ClamAV - Documentation is here: https://docs.clamav.net
https://www.clamav.net/
GNU General Public License v2.0
4.31k stars 697 forks source link

clamav does not extract all images from PDF Files #1038

Open JAF84 opened 1 year ago

JAF84 commented 1 year ago

hello,

i often create signatures of extracted picture of pdf. i create if from the images, which clamscan creates in the tempdir with a command like this:

clamscan -z -d ~custom-sigs/ --debug --leave-temps=yes --tempdir=tmp/ 1.pdf

this is very usefull, because i lot of bad emails with pdf oft uses the same images again.

but take a look at the sample i attached. here clamav does extract text and also font files, but no images.

when you use pdfimages from poppler-utils:

pdfimages -list pfizer\ -\ request\ for\ quotation.pdf page num type width height color comp bpc enc interp object ID x-ppi y-ppi size ratio 1 0 image 500 378 rgb 3 8 image no 10 0 221 220 24.0K 4.3% 1 1 stencil 264 23 - 1 1 ccitt no [inline] 233 122 - - 1 2 image 400 400 index 1 8 image no 12 0 113 117 51.2K 33%

you also see this images and can extract them to PNG.

i believe this is maybe a pdf-specify format or in some further container?

do you think you could modify clamav, so it also extract/checks this images?

thanks

br johannes pfizer - request for quotation.pdf

micahsnyder commented 1 year ago

It's funny you should ask about this. This specific issue is pretty much the next thing on our to-do.

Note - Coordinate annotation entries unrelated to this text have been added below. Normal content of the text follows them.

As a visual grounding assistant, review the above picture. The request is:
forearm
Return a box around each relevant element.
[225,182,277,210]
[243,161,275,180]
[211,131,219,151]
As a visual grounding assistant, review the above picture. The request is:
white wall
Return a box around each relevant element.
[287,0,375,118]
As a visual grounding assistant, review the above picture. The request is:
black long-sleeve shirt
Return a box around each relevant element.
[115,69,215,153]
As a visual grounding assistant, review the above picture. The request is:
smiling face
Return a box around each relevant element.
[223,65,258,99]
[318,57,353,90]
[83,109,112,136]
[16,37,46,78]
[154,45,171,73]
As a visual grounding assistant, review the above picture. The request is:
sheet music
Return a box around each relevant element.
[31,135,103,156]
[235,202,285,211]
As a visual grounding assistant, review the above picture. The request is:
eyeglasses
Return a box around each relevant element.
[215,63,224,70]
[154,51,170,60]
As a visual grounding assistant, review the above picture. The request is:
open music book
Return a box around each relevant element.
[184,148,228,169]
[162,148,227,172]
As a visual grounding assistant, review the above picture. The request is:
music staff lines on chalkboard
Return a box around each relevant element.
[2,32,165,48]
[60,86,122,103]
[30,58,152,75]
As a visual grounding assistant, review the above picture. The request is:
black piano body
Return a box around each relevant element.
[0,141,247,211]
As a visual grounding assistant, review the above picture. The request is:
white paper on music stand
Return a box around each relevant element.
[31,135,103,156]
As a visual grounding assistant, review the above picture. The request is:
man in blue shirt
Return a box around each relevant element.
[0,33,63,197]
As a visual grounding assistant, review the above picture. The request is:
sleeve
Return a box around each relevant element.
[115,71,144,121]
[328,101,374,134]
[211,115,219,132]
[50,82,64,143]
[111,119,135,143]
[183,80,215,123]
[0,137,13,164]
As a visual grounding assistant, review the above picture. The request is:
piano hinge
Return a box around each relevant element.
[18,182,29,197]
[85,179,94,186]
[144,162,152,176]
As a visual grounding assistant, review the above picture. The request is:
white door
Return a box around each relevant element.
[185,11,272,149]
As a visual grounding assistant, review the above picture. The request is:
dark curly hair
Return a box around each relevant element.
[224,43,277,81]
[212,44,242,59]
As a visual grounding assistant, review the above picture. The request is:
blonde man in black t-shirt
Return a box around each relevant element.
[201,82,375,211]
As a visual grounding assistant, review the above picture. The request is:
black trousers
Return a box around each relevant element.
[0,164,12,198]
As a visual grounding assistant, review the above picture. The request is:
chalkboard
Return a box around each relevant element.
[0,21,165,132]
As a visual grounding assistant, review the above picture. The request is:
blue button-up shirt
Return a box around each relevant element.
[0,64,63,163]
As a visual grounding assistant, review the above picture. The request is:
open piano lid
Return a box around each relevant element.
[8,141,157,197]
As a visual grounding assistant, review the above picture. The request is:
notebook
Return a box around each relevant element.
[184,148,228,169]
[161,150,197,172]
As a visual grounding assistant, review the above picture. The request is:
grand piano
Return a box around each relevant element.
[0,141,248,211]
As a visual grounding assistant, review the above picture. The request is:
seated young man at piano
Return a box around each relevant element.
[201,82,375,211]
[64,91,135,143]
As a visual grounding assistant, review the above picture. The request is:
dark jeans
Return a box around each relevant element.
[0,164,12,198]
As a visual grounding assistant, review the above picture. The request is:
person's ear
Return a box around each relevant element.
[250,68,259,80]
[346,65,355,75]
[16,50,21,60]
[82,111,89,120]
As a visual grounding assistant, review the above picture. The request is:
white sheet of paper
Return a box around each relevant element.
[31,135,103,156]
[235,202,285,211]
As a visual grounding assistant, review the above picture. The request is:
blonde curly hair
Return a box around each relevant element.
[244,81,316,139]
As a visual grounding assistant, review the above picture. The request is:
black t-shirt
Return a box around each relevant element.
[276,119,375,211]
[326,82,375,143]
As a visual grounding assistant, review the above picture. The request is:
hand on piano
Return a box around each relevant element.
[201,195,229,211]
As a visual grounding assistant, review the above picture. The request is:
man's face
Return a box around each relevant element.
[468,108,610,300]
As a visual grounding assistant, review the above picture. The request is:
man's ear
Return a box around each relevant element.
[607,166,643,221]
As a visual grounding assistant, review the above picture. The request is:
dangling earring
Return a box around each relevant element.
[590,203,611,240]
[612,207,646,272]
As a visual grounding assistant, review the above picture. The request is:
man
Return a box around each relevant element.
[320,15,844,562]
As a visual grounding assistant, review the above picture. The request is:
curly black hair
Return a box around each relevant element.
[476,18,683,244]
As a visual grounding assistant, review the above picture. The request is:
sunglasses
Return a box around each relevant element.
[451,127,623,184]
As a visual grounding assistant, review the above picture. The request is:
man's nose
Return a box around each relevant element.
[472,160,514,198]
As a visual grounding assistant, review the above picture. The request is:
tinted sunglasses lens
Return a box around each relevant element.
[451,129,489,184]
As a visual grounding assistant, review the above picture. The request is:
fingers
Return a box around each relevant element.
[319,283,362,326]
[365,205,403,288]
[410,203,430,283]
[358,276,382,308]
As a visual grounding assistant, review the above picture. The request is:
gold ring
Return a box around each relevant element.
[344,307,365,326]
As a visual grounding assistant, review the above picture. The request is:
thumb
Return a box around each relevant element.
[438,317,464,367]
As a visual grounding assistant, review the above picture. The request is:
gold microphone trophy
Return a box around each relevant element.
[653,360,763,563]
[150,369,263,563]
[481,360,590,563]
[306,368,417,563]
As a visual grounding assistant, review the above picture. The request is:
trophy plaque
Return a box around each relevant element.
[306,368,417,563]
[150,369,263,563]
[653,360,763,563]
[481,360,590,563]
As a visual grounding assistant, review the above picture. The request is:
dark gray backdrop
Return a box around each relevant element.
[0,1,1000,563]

I had done some early research into it to figure out what was going on and yeah I have no idea what the file format is. It seems PDF-specific. I'd love if someone else could tell me! 😆

JAF84 commented 1 year ago

Hello,

here is the PDR Reference: https://opensource.adobe.com/dc-acrobat-sdk-docs/pdfstandards/pdfreference1.7old.pdf

I've attached the uncompressed pdf-file, so it's easier to read it...

2 types are in the file:

Masked Images: Described in Page 350 "4.8.5 Masked Images": Content in Line 678++ and Line 837++

Inline Image: Described in Page 352 "4.8.6 Inline Images" Line 77 (ID 1...)

The format is PDF-specific, this is not an PNG, JPEG or something else.

br johannes

uncompressed.pdf

micahsnyder commented 1 year ago

Thanks @JAF84 this looks like it will be very helpful. I'll add it to our internal Jira as well for reference when we resume work on it.

JAF84 commented 12 months ago

hello,

look here, this online tool is also describing the parts of the PDF: https://www.metadata2go.com/result#j=f53e9f31-d923-418b-973f-6bf1981a85f6

it telling us 2 images: 1 time "type image" and 1 time "type stencil"

br johannes

micahsnyder commented 10 months ago

Work on this has been postponed to try to meet a different deadline. It's still planned, but is delayed. Sorry!